Re: 1989 Never Happened: MN Hosts Harvard
Best quote in that piece:
“It’s a shame because we’re getting away from the real meaning of athletics being a part of the educational process,” Cleary said, his voice rising in frustration, “and it bothers me. I’m not sure it’s the right thing. In fact, I know it’s the wrong thing. We’re getting away from what college athletics is all about. It’s a joke.”
I love Cleary's idealism, I really do. He's a great man, and legend of our game.
But that toothpaste is out of the tube already and has been for years. I think that big time D-I athletics in revenue sports has morphed from a part of the educational process to a pre-professional training ground in and of itself, much as a college education has advanced from a luxury for the rich few to a pre-professional training ground today.
In Cleary's college days in the mid 1950s, 10% of Americans went to college, and Harvard was mostly an exclusive WASP bastion for men, and Harvard Hockey was a game played for serious fun by prep school grads.
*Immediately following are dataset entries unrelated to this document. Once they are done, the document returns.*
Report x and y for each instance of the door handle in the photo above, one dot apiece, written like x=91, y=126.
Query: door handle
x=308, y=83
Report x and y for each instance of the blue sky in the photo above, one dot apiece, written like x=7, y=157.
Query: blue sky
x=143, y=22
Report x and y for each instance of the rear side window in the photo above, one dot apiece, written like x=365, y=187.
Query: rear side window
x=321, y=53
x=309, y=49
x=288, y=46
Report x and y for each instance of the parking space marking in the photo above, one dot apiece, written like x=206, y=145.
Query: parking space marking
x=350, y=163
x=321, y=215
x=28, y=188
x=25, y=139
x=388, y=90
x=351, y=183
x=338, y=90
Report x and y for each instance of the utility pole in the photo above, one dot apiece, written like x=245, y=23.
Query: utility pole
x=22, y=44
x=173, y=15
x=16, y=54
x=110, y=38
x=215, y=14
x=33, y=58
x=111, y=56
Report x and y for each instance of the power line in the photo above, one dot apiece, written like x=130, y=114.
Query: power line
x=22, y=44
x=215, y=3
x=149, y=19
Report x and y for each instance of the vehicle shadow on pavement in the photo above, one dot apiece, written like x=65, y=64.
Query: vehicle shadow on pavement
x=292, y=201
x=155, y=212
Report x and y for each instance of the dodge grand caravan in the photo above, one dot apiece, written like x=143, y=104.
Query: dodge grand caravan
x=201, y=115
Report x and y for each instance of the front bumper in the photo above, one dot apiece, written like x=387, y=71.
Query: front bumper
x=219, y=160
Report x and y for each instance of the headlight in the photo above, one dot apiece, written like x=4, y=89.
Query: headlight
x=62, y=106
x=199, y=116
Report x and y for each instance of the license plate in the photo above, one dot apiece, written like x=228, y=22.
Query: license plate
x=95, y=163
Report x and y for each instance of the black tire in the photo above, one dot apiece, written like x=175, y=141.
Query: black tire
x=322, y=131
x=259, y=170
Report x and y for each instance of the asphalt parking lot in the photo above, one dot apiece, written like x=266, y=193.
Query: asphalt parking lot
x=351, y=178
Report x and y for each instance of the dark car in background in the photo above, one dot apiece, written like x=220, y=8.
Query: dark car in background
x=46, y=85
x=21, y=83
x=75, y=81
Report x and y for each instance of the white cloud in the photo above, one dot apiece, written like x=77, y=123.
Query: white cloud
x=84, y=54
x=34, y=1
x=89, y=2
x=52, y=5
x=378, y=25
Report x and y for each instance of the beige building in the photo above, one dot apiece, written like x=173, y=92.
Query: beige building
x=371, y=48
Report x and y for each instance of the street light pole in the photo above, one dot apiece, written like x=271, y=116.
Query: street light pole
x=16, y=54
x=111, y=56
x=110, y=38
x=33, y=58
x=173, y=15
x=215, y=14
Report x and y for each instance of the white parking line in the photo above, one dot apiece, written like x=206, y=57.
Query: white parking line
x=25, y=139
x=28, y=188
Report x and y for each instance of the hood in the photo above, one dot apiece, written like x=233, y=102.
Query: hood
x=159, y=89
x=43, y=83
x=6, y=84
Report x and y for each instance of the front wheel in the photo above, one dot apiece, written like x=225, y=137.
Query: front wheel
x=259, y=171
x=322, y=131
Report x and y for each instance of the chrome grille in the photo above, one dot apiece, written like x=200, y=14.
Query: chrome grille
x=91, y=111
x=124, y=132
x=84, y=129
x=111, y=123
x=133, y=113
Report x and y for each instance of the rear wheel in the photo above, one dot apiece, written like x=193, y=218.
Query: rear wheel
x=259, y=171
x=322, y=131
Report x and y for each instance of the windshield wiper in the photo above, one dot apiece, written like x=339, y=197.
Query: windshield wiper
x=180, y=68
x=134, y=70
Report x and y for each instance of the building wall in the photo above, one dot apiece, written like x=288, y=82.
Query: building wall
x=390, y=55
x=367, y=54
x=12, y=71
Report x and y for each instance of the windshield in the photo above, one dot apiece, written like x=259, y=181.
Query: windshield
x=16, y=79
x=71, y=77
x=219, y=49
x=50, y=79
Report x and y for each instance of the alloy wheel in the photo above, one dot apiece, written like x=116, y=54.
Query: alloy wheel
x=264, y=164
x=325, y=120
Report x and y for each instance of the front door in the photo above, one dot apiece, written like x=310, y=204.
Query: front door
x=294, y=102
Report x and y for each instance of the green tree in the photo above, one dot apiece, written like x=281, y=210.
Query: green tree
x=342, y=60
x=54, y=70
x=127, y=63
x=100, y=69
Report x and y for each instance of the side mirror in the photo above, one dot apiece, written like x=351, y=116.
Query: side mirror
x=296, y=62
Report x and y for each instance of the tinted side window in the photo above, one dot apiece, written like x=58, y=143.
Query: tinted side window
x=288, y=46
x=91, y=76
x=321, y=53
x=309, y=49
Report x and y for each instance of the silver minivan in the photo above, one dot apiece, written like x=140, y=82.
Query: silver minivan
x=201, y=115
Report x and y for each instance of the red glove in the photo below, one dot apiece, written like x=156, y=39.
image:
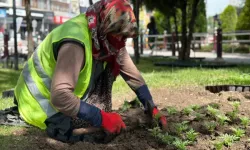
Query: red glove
x=162, y=119
x=112, y=122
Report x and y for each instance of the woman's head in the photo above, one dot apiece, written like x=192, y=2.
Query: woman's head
x=117, y=18
x=112, y=20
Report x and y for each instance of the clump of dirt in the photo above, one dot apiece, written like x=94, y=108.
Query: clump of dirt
x=137, y=136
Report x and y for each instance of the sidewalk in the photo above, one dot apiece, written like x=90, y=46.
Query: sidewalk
x=235, y=58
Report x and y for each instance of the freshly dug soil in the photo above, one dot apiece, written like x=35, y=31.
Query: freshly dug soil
x=137, y=137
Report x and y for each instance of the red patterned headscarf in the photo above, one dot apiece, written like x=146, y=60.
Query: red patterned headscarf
x=111, y=22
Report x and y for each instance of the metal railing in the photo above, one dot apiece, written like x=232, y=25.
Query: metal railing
x=167, y=40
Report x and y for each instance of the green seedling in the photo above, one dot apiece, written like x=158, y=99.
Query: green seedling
x=195, y=107
x=155, y=132
x=210, y=126
x=166, y=138
x=212, y=111
x=171, y=110
x=199, y=116
x=218, y=145
x=244, y=121
x=236, y=106
x=191, y=135
x=228, y=139
x=187, y=110
x=215, y=105
x=233, y=115
x=222, y=119
x=180, y=145
x=238, y=132
x=181, y=127
x=126, y=106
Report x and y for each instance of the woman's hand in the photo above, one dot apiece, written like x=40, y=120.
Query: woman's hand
x=112, y=122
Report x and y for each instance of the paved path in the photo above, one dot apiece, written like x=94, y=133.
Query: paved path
x=209, y=56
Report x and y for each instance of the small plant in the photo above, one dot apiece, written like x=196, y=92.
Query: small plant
x=210, y=126
x=238, y=132
x=212, y=111
x=218, y=145
x=233, y=115
x=187, y=110
x=155, y=132
x=171, y=110
x=236, y=105
x=166, y=138
x=199, y=116
x=126, y=106
x=181, y=127
x=191, y=135
x=195, y=107
x=228, y=139
x=180, y=145
x=244, y=121
x=222, y=119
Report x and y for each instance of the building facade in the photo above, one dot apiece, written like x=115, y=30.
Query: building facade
x=45, y=15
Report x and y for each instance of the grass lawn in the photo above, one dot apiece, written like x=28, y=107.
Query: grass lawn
x=155, y=77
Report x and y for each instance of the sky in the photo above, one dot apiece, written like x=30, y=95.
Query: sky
x=216, y=6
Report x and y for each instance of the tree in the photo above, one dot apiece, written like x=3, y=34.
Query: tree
x=90, y=2
x=191, y=27
x=169, y=8
x=201, y=20
x=29, y=28
x=162, y=22
x=229, y=19
x=243, y=21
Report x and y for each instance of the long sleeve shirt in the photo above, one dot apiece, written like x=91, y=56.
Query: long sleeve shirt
x=70, y=61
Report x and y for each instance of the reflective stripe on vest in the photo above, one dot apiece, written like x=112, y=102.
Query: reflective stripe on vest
x=46, y=79
x=44, y=102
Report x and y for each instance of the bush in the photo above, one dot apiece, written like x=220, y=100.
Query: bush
x=207, y=48
x=227, y=48
x=243, y=21
x=242, y=49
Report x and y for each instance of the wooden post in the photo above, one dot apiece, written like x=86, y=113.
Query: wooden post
x=219, y=43
x=15, y=35
x=173, y=44
x=141, y=40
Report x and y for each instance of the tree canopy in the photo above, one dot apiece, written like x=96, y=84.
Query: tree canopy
x=243, y=21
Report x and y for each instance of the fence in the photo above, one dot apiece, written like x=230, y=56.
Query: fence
x=167, y=41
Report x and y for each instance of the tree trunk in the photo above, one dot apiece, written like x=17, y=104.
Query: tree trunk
x=29, y=28
x=176, y=30
x=136, y=41
x=191, y=27
x=184, y=30
x=90, y=2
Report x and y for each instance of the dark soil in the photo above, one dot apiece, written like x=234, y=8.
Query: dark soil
x=137, y=136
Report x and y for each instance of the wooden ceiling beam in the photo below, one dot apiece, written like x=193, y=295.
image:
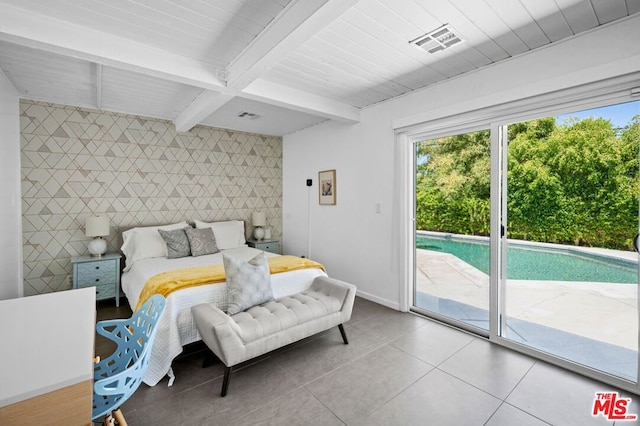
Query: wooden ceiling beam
x=52, y=35
x=297, y=23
For most Harvard players of that era, Harvard and perhaps the Olympics was as good it got for a Harvard player.
Today, 65% of Americans are going to college, and Harvard has been transformed into much better school and more of a meritocracy for all different types of smart people, most training for their careers. And Harvard Hockey has evolved to effectively train a player for professional hockey, just as the B-school can prepare effective executives and the Divinity school trains effective clergy.
We're not going back to feel good era of the malt shop, letter sweaters and sock-hops. We have D-III and Club hockey for that. Harvard students are serious about their futures in all areas, and I have no problem with that extending to hockey players, either.